If both the objects are truly of different colours, Alice should not have any problems telling if the objects were switched between hands; However if both objects have the same colours, while Alice may be able to guess correctly the first time around, the probability of guessing correctly each round decreases (0.5 *0.5*0.5…), which could be denoted with 2^-t.This translates to Alice being able to correctly answer 5 consecutive times a mere 3% possibility.

This protocol fulfills all the properties of a zero-knowledge proof as earlier mentioned:

  1. Completeness – If Alice could reliably answer each time whether the object switched or stayed, then there is a distinct difference between the objects, which in this case being the colour.
  2. Soundness – If Alice could not reliably answer, then there are no distinction between the objects, therefore Alice is lying.
  3. Zero-Knowledge – Bob has no knowledge of what the exact colours are apart from knowing the colours are indeed different. There is also an additional zero-knowledge requirement fulfilled in such that a third party colour blind observer observing this entire process would also not be able tell with certainty whether Bob and Alice had conspired and predetermined the actions to take (stay or switch); Therefore gaining no knowledge in distinguishing the objects in the process.

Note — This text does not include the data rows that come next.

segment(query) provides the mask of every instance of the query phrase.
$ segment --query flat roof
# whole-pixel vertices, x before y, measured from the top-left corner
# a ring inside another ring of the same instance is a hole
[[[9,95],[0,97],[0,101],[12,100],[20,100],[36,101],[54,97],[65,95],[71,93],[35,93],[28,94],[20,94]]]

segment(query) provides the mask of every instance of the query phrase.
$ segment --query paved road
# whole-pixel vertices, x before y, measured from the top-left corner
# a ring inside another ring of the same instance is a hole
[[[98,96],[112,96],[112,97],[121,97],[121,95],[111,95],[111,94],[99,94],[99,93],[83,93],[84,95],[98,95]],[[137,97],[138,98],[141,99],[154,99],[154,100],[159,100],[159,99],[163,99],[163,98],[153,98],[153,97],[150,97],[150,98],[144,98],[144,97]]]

Sure… But What About the Real World?

In real life it is highly unlikely that you’d stumble onto the exact same scenario as above, so we should look into a more practical application fulfilling the three properties of a zero-knowledge proof. One such application uses discrete logarithm (ref:

Alice has a secret key x. She creates y with (g^x) mod p = y , where g is a generator value, and p an arbitrarily large prime number. g, p and y is shared to Bob for verification on a later date. So when Alice shows up, Alice produces a random seed r and computes C = (g^r) mod p, providing Bob with C.

From there, Bob randomly requests for one of the below repeated over a number of times:

  1. Provide me with random seed r.
  2. Provide me with value derived from (x + r) mod (p – 1).

Where scenario 1 is asked for, Bob calculates (g^r) mod p to derive C, and cross checks against the C Alice provides. This allows Bob to know that Alice is using the same and p with (g^r) mod p to derive C, hence having a high likelihood of knowing x. Where scenario 2 is asked for, Bob computes g^((x+r)mod(p-1)) mod p, then checks this against (C * y) mod p, which would unlikely be the same if x is not known.

Ending Notes

This being a very brief introduction, where in reality there are multitudes of variants and possibilities for zero-knowledge proofs to be worked on (e.g. zkSNARK), and some very nice use cases already out in the wild (e.g. anonymous payment channels). Continuous research for both use cases and technical implementations are are expected and will be very much looked forward to.